7. Voorbehandelingen
Sterk zuigende onder-gronden moeten voor het stuken worden behandeld met een voorstrijkmiddel. Het doel hiervan is om te voorkomen dat de op te brengen stucmortel geen goede hechting en onderlinge samenhang kan vormen, doordat het vocht hieraan te snel wordt onttrokken. Ook bevorderd een voorstrijkmiddel of primer een egale droging en afbinding wat nodig is voor de uitvoering.
8. Krimpnaden
Krimpnaden kunnen worden voorzien van een gaas en afgewerkt door middel van stucprofielen. Een goed voorbeeld van een
krimpnaad is de aansluiting van een binnenwand op een plafond. Er kan een wapeningsgaas worden aangebracht over de aansluiting van wand en plafond als deze bijvoorbeeld van PUR of PS-schuim is voorzien. Het gaas wordt dan vlak op de wand aangebracht tot in de hoek met het plafond. De naad van de overgang is dan te zien als een strakke lijn. Een overgang tussen bijvoorbeeld metalstudwanden en betonwanden moet men behandelen als een dilatatie en afwerken met stucprofielen.

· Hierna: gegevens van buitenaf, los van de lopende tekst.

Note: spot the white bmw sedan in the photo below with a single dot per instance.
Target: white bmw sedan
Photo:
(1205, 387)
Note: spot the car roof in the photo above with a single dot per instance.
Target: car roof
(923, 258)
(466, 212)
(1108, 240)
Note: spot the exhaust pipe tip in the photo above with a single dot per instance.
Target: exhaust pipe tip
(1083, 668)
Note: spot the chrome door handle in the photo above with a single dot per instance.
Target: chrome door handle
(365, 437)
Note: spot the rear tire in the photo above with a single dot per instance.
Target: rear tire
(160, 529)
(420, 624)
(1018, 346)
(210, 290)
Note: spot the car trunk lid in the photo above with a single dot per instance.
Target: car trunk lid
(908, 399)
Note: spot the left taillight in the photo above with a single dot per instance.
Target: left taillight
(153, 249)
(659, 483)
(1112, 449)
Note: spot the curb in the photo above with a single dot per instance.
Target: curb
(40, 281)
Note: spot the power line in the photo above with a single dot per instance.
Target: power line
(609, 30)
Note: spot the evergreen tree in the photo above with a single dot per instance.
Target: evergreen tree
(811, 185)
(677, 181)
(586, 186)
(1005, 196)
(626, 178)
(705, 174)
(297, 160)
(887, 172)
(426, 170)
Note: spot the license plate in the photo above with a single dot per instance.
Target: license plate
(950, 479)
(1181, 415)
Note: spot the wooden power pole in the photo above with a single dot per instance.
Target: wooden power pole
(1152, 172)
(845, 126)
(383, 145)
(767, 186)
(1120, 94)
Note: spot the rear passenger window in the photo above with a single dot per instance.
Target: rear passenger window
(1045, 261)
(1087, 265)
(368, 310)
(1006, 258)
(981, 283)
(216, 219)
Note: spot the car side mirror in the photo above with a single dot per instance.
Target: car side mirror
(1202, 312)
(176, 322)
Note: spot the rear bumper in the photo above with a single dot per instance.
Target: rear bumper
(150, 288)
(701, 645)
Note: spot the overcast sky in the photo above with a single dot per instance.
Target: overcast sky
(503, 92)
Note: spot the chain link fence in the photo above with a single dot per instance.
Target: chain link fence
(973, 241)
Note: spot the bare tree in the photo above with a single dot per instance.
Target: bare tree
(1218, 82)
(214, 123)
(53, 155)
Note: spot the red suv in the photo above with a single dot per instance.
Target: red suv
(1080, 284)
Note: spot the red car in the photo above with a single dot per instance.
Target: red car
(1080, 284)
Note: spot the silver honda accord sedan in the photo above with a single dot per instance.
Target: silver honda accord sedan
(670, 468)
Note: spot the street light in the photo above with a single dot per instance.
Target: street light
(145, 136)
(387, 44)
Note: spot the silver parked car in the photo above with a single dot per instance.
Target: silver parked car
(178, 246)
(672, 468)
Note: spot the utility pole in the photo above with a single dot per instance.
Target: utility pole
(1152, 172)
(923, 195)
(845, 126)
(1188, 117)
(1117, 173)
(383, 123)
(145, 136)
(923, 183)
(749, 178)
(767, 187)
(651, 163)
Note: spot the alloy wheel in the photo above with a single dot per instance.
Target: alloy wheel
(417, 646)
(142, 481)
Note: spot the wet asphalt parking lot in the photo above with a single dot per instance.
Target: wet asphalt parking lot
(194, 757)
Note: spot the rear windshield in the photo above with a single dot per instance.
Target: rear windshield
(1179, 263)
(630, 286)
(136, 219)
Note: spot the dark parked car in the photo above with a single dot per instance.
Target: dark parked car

9. Beschermen tegen weersinvloeden
Vocht en temperatuur spelen een rol bij een goede droging van raaplagen. Door een te snelle of te langzame droging van raaplagen kunnen krimpscheuren ontstaan en bindt of hecht de mortel onvoldoende. Hiermee is ook aangegeven dat de opslag van de materialen moet voldoen aan de eisen zoals deze in de verwerkingsvoorschriften zijn vermeld ( droog en vorstvrij en in gesloten verpakking ) en de mortel binnen de gestelde termijn moet worden verwerkt.
10. Opslaan van materialen
De materialen die worden gebruikt dienen in originele verpakking, op een koele, droge, vorstvrije en veilige plaats te worden opgeslagen.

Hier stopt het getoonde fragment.